AMBLESIDE is having to cope with more than its fair share of controversial issues at the moment.
Premier Inn is keen to open a £5 million, 64-room hotel at premises near The Struggle, sparking fears this will hit the business of local B&Bs, while Sainsbury’s has just won planning permission for a new supermarket near Hayes Garden World, despite concerns by some villagers that it will affect local shopkeepers.
Now many in the village are up in arms about plans to introduce on-street car parking charges on roads including Cheapside, Church Street, Compston Road, Kelsick Road, Market Place and King Street.
More than 500 people have signed an online petition set up by county councillor Heidi Halliday, with objectors also signing petitions at the Spar and outdoor outlet Head to the Hills.
Protesters fear the Cumbria County Council plans will drive business away from the centre of town.
It is easy to have sympathy. Ambleside has plenty of car parks but they are nearly all pay and display and the existing on-street disc parking - usually restricted to one hour - is useful for those just wanting to nip into the village, perhaps to visit the bank, the chemists or the library.
However, the county council argues it has lost so much funding from Whitehall that it is a case of either cutting more public services or trying to raise revenue through car parking charges.
It could be argued that, as Ambleside is such a tourist magnet, the pain of increased charges will be mainly felt by visitors.

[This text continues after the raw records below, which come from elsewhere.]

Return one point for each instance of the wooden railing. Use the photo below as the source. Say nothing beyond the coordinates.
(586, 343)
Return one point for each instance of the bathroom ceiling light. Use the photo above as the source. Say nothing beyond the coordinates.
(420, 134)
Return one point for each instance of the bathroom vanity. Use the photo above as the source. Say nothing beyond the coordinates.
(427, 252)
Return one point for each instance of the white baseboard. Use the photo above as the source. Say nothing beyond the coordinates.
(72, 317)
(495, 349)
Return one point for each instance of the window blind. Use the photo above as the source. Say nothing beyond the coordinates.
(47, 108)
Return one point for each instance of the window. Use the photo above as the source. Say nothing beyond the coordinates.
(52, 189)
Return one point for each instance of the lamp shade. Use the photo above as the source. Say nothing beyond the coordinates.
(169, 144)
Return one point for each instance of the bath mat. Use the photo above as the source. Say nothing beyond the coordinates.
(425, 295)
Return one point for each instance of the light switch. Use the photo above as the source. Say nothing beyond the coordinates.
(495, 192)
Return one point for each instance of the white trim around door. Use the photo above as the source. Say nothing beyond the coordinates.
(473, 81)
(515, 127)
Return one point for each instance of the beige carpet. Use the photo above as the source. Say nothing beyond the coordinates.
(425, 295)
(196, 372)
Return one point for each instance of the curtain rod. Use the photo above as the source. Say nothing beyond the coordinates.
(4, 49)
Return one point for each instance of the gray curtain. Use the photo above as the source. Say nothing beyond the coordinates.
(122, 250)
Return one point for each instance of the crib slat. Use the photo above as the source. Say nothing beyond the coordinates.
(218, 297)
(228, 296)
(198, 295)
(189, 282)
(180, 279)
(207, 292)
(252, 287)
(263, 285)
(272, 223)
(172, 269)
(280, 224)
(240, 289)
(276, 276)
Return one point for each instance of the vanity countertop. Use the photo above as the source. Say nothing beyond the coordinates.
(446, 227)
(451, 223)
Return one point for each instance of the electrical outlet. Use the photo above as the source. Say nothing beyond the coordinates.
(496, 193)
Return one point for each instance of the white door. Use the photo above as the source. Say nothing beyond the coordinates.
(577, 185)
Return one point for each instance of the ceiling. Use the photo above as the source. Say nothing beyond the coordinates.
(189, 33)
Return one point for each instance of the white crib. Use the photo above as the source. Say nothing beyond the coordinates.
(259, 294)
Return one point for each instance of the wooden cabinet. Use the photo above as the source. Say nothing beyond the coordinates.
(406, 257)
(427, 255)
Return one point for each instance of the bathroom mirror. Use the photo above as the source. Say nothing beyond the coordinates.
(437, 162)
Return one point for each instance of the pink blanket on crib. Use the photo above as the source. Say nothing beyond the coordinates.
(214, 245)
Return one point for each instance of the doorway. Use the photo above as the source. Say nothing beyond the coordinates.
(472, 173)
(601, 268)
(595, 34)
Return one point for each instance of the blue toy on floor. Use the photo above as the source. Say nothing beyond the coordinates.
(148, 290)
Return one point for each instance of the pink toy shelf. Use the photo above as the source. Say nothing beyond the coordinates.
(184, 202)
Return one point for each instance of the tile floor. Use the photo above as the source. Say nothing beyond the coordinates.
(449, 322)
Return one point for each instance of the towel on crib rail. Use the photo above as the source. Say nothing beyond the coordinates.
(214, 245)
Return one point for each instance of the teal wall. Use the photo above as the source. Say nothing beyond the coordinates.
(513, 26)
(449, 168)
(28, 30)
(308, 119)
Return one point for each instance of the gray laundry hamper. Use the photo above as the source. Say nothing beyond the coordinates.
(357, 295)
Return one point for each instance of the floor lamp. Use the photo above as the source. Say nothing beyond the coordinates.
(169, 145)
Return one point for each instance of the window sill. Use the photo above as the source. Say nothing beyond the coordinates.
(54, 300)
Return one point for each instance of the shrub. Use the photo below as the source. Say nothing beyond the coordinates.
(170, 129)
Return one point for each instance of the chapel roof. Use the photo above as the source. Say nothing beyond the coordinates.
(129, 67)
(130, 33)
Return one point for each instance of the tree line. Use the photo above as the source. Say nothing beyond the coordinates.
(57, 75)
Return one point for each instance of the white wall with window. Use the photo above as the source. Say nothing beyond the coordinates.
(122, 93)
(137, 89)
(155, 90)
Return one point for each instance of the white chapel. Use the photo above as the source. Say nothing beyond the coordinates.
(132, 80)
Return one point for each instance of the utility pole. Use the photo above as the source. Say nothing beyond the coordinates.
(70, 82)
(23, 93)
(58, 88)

Locals will disagree, particularly those who pop into Ambleside to access services from places like Rydal and Grasmere.
And if those heading by car to shop in Ambleside decide to use the free parking on offer at Sainsbury’s instead of paying on-street charges, then local traders may well feel further pain.
There is no easy answer. But if the council is determined to introduce these charges, perhaps it should be for an initial trial period to assess the real impact on local people and traders.